The drawings show an embodiment of the robot hand for fruit harvesting according to the present invention, and FIGS. 1 to 3 are cross-sectional views of the cylindrical fruit-taking case at different angles, and FIGS. 4 to 6 are cross-sectional views of the fruit harvesting robot hand. FIG. 7 is an overall side view of the robot hand; FIGS. 8 to 11 are views sequentially showing the protrusion drive state of the cutter; FIG. 13 and 13 are developed views of the cutter, FIG. 14 is a plan view showing the member for pressing the stem and the cutter in the middle of being driven to protrude, and FIG. 15 is a schematic diagram showing the control system of the robot hand.

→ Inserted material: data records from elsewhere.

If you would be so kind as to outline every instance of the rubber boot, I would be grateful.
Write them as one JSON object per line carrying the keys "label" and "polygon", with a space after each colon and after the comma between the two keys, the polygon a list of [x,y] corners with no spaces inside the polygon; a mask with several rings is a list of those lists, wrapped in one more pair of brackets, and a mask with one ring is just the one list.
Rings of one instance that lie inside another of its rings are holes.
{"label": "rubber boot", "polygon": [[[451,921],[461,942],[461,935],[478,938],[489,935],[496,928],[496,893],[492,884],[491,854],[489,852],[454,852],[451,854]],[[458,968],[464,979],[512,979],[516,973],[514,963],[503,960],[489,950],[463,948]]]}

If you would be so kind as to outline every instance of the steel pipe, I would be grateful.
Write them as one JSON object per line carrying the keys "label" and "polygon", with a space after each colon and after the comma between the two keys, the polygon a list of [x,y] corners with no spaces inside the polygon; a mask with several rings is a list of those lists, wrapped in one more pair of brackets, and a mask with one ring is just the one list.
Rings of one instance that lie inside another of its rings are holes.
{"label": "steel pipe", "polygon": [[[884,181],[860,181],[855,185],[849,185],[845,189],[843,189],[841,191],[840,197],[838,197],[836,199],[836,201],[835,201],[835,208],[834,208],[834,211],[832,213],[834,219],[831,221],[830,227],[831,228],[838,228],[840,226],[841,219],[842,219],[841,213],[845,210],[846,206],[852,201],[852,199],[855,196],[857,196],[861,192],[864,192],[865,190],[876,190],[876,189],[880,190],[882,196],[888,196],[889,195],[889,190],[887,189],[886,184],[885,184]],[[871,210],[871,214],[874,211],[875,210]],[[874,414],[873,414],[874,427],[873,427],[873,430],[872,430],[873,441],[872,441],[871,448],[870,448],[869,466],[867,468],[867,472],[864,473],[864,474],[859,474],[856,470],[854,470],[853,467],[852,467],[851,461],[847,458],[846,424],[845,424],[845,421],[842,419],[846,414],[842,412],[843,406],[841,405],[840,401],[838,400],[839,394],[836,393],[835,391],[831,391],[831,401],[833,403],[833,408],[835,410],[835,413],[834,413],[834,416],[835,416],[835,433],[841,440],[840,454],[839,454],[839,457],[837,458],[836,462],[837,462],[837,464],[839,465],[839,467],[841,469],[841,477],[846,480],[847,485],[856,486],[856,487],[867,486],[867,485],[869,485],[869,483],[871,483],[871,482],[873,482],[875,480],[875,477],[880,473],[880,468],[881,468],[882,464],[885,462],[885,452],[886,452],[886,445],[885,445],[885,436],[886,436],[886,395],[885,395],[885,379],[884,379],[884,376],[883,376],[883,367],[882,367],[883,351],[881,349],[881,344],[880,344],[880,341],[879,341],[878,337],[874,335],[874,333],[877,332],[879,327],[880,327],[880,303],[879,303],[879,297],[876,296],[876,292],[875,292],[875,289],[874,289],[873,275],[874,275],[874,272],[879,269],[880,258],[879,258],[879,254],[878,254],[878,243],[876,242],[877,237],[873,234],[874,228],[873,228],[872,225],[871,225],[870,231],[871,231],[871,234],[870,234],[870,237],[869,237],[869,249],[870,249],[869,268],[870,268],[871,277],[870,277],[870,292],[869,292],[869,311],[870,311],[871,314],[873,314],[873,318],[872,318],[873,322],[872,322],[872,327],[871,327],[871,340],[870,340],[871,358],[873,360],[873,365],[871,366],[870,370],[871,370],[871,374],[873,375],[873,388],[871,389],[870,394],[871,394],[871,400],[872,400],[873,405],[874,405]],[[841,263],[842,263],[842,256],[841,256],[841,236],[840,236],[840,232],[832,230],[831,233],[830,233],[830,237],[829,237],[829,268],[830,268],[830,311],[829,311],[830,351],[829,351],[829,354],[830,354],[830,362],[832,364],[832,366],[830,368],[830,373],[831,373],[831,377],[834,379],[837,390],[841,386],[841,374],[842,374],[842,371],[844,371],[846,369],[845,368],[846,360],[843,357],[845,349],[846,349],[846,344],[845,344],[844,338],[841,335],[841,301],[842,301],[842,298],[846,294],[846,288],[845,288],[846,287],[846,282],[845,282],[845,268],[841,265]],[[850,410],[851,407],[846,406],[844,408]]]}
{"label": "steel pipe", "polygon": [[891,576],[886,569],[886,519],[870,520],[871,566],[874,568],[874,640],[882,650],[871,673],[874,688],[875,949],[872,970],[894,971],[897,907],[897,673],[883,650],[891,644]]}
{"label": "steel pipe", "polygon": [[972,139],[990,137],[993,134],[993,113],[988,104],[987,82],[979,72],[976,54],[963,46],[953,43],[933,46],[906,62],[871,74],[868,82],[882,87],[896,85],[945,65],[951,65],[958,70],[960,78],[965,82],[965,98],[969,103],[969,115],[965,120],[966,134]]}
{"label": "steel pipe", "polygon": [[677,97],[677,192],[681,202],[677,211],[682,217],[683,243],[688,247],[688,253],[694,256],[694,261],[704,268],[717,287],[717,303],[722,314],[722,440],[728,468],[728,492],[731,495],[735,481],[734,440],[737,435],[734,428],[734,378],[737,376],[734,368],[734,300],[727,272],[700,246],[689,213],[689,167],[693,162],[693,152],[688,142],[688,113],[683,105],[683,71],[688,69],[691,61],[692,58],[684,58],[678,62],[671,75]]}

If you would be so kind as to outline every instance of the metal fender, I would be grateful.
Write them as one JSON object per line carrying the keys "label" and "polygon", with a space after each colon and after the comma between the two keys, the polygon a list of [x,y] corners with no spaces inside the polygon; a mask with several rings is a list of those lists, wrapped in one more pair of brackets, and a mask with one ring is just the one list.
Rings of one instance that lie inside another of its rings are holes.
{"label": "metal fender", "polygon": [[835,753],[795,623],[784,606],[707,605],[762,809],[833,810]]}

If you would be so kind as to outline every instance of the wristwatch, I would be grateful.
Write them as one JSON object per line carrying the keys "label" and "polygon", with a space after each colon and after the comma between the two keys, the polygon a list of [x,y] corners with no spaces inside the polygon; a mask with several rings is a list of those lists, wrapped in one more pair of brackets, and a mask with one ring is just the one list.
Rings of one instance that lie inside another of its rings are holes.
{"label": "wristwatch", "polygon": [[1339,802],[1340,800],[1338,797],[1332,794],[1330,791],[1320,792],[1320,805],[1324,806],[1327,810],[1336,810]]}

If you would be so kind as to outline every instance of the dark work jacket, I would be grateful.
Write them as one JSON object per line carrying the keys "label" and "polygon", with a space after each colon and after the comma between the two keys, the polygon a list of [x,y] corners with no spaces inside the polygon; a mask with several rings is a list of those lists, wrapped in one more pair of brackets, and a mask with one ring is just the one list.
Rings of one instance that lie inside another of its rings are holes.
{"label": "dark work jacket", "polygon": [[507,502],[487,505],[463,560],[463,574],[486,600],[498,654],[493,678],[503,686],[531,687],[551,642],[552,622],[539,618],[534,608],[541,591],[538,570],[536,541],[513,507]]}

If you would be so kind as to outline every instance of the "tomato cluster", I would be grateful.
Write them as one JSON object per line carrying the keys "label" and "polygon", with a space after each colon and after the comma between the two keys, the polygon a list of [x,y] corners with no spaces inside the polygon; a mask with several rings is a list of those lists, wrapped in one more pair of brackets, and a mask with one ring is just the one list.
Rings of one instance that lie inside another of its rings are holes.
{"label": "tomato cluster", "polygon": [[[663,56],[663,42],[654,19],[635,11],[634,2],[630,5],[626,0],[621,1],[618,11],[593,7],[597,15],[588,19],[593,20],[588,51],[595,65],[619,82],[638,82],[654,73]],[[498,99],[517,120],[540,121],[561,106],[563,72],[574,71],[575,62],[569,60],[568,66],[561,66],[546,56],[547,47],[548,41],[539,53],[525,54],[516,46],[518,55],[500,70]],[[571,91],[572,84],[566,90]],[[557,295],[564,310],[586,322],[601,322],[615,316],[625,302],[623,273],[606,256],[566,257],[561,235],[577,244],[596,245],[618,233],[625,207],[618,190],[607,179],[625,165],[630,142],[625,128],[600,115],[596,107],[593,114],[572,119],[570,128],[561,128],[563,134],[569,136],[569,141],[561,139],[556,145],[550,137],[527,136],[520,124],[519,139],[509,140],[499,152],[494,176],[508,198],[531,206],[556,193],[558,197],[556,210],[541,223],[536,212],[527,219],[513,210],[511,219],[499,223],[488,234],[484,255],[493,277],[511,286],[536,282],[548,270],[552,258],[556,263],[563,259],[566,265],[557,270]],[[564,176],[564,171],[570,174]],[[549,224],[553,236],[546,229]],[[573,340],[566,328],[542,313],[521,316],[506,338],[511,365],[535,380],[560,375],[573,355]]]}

FIG. 16 is a schematic diagram showing the positional relationship of the object lens etc. during distance measurement of fruit, and FIG. 17 is a flowchart during distance measurement of fruit. 6...Arm, 9...Fruit intake case, 18
...Member for pressing the fruit stem, 19... Fruit stem cutting cutter,
19a...blade body, 19b...blade body, 19s...flexibility section, K...drive device, R...linkage mechanism.

Claims (1)

[Claims] 1. A fruit intake case 9 connected to the tip of the arm 6 is provided with a fruit stalk pressing member 18 that presses and supports the fruit stalk in a predetermined position as the protruding operation is performed, and is movable in and out. A stem cutting cutter 19 equipped with a pair of cutting blades 19a and 19b
A robot hand for fruit harvesting is provided on the case side so as to be able to move forward and backward to project into a cutting position for cutting the fruit stem at the predetermined position, and a drive device K for moving in and out of the cutter 19 is provided on the case side. The pair of blade bodies 19a,
The robot hand for fruit harvesting is provided with a mechanism R that links the drive device K to the drive unit 19b so that the pair of blade bodies 19a and 19b can be moved relative to each other by the additional operation.